The MCP bridge (ac7 mcp-bridge) is reusable as-is for any agent
framework that speaks stdio MCP. Frameworks that don’t (codex
speaks JSON-RPC) wire their own protocol on top of the same
runner core — see how the codex adapter routes broker events
through its channel sink in packages/cli/src/runtime/agents/codex/.
What the runner does NOT do
- Schedule the agent. A runner is one agent for the duration of one process. Multi-agent fleets are multi-process.
- Persist agent state. The runner is stateless across restarts. Briefing, objectives, history, and traces all live on the broker.

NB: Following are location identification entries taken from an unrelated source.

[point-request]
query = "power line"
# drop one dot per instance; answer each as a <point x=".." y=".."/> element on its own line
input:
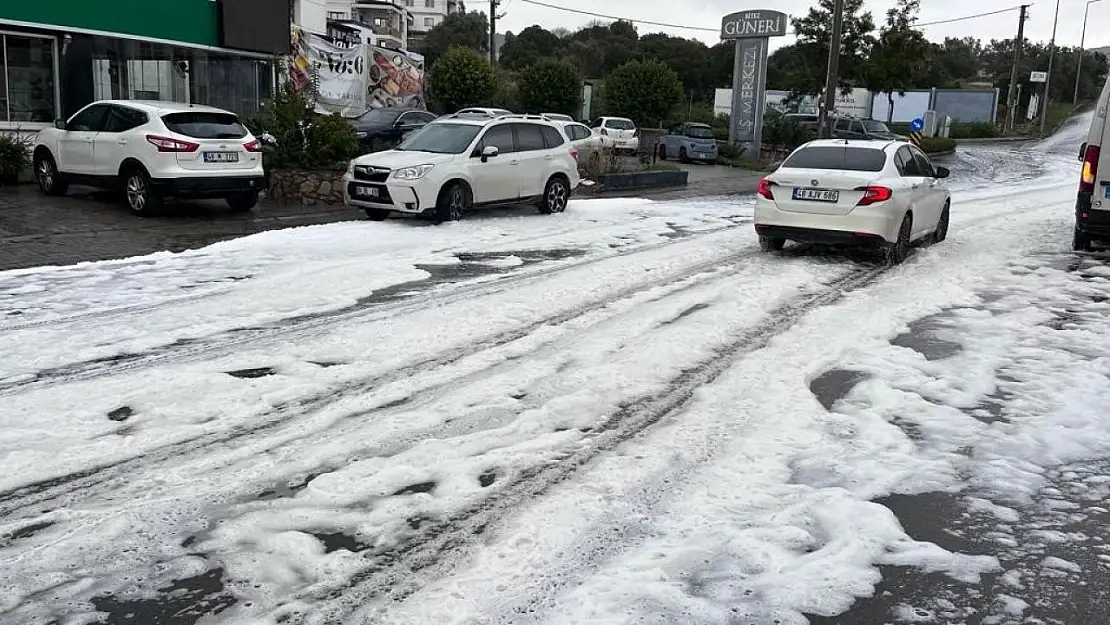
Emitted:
<point x="704" y="29"/>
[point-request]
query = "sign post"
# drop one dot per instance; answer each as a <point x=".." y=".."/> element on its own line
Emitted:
<point x="752" y="30"/>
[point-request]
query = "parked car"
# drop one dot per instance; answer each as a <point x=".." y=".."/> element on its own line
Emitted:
<point x="484" y="111"/>
<point x="458" y="162"/>
<point x="152" y="151"/>
<point x="861" y="192"/>
<point x="389" y="123"/>
<point x="618" y="133"/>
<point x="1092" y="200"/>
<point x="689" y="142"/>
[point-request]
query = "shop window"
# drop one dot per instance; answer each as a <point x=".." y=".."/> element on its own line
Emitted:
<point x="27" y="73"/>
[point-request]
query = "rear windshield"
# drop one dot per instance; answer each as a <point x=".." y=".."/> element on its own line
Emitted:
<point x="699" y="132"/>
<point x="205" y="124"/>
<point x="834" y="157"/>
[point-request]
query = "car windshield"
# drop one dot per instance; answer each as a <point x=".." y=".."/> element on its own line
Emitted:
<point x="699" y="132"/>
<point x="380" y="116"/>
<point x="837" y="158"/>
<point x="205" y="124"/>
<point x="441" y="139"/>
<point x="873" y="125"/>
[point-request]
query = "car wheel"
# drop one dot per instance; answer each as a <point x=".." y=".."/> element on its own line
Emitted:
<point x="941" y="231"/>
<point x="453" y="202"/>
<point x="50" y="180"/>
<point x="143" y="199"/>
<point x="556" y="195"/>
<point x="895" y="253"/>
<point x="242" y="203"/>
<point x="1080" y="241"/>
<point x="770" y="243"/>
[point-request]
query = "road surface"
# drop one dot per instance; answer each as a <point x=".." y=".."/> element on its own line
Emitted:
<point x="622" y="414"/>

- Validate authorization. Permissions are enforced server-side on every mutating endpoint. The runner’s tool-list filtering is a UX optimization that hides tools the member couldn’t use anyway.
- Catch the agent’s stdout. The runner reserves stderr for its
own structured logs (
session-<component>-<pid>.logunder~/.cache/agentc7/); stdout belongs to the agent.